If you haven’t heard of him, you’re not alone – he’s still ranked 120th in the world and isn’t one of the first names you think of when you think “pro golfer”.
Yet despite his relative anonymity, Ryan Moore may just have made himself my new favourite sportsman. All because of $300,000.
Where Ryan differs from most other sportspeople, and certainly every other golfer it would seem, is that he refuses to be endorsed by any of the name brands that adorn other golfers. He buys his own clothes and golfing equipment, and often these are a mish-mash of some of the cheapest brands around.

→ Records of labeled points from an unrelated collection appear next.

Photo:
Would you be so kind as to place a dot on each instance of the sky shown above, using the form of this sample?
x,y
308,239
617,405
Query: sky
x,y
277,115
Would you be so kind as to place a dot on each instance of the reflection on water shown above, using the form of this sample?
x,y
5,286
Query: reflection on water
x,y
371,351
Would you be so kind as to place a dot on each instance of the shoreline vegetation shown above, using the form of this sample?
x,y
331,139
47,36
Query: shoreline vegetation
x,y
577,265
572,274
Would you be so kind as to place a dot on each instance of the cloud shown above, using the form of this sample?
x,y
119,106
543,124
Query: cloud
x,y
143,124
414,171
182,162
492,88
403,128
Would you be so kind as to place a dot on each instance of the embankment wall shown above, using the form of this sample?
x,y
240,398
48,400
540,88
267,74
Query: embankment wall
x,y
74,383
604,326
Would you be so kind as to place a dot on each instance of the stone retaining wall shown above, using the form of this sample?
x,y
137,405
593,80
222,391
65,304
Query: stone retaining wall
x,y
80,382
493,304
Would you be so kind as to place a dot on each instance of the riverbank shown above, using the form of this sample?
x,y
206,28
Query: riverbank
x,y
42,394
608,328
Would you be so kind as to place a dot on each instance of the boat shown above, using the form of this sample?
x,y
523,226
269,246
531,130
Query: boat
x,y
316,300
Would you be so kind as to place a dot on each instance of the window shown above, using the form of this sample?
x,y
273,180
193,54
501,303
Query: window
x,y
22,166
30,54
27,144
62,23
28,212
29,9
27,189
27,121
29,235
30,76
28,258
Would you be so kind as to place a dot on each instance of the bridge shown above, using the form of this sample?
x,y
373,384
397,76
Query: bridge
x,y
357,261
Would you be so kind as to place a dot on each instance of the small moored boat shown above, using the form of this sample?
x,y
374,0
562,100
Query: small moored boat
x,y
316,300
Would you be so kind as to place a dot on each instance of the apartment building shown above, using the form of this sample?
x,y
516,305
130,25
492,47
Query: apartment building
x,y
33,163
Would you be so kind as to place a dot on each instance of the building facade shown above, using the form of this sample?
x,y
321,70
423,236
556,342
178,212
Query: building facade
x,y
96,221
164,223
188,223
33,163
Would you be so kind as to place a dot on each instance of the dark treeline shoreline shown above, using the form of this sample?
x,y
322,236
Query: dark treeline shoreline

It’s led to sports marketing companies questioning why Ryan is avoiding their pitches, when pro golfers have at least one brand sponsorship to their name. According to Ryan’s manager (who’s also his brother), it’s simple: “He doesn’t want to be a billboard.”
The $300,000 that I mentioned earlier? The projection of what Ryan could earn from sponsors – $200,000 a year for cap sponsorship, $20,000 for a chest logo, and $50,000 for a branded golf bag. And why is he my new favourite sportsman?
Simple. When mostly everyone around him is signing up for the big bucks, whether they like the brand or not, Ryan Moore is staying true to himself and showing that money isn’t always everything. His decision means that sports marketers may have to reconsider whether tapping up folks to be the face of a brand will continue the way it has or if it has to look at new ways to sell. And anything that helps move marketing and branding forward into new thinking can never be a bad thing.
Of course, this is the now. With Ryan winning his first tournament, his stock will go up and the offers will rise with it. Whether he’ll remain as loyal to non-branding when the million dollar endorsement offers start materializing is another thing. But for now… he’s definitely my new favourite sportsman.
How about you – is Ryan doing it right or will the marketing dollars win out?